L’enquête nationale de prévalence des infections nosocomiales et des traitements anti-infectieux en établissement de santé (ENP) produit une photographie des infections nosocomiales en France tous les cinq ans. Les résultats de la dernière étude réalisée sur l’année 2017 viennent d’être dévoilés, le 4 juin, par Santé Publique France. On fait le point sur les informations à retenir.

« On estime à 4 200 le nombre de décès liés à des infections nosocomiales chaque année »
nous apprend la dernière enquête nationale sur le sujet1

Maladies nosocomiales

L’une des difficultés majeures concerne encore la chirurgie ambulatoire, de plus en plus répandue. Comment alors assurer un suivi efficace des éventuelles infections nosocomiales ?

L’enquête dévoile surtout qu’1 patient hospitalisé sur 20 est touché par au moins une infection nosocomiale, soit 5% des patients hospitalisés. On apprend également que 3 infections sur 4 sont acquises dans l’établissement de santé dans lequel le patient est hospitalisé et qu’1 infection sur 4 est en revanche importée d’un autre établissement.

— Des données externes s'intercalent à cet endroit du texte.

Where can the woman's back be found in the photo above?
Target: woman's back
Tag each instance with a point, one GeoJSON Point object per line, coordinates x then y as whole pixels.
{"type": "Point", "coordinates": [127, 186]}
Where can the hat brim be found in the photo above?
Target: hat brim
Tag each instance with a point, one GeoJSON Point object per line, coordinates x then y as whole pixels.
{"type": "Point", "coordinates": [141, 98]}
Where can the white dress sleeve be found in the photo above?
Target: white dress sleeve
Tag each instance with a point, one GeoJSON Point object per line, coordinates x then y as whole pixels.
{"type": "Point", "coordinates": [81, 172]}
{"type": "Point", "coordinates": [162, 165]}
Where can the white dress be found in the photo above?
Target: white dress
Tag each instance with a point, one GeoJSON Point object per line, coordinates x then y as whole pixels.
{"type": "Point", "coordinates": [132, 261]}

Dans les établissements de santé, ce sont les services de réanimation qui sont davantage concernés par ces infections. Dans ces services, près d’un patient sur 4 est porteur d’au moins une infection nosocomiale. Enfin, les patients avec un dispositif invasif (cathéter, sonde urinaire, assistance respiratoire) ont un risque accru d’être infectés : il est ainsi 4,6 fois supérieur à celui des patients sans dispositif invasif.

Trois bactéries sont le plus fréquemment responsables de ces infections : Escherichia coli (près d’1/4 des IN), staphylocoque doré (13%), Enterococcus faecalis (6,5%). Les 4 infections les plus fréquentes sont, par ordre décroissant, les infections urinaires (plus d’une infection sur 4), les infections du site opératoire (1/6), les pneumonies (1/6) et les bactériémies (plus d’une infection sur 10). Toutefois, toutes n’ont pas le même degré de gravité, précise l’agence. Les infections urinaires très fréquentes sont le plus souvent anodines malgré la gêne occasionnée. À l’inverse, des infections survenant par exemple lors de chirurgie orthopédique sont plus graves. C'est par exemple le cas des poses de prothèse de genou ainsi que la chirurgie des varices des membres inférieurs.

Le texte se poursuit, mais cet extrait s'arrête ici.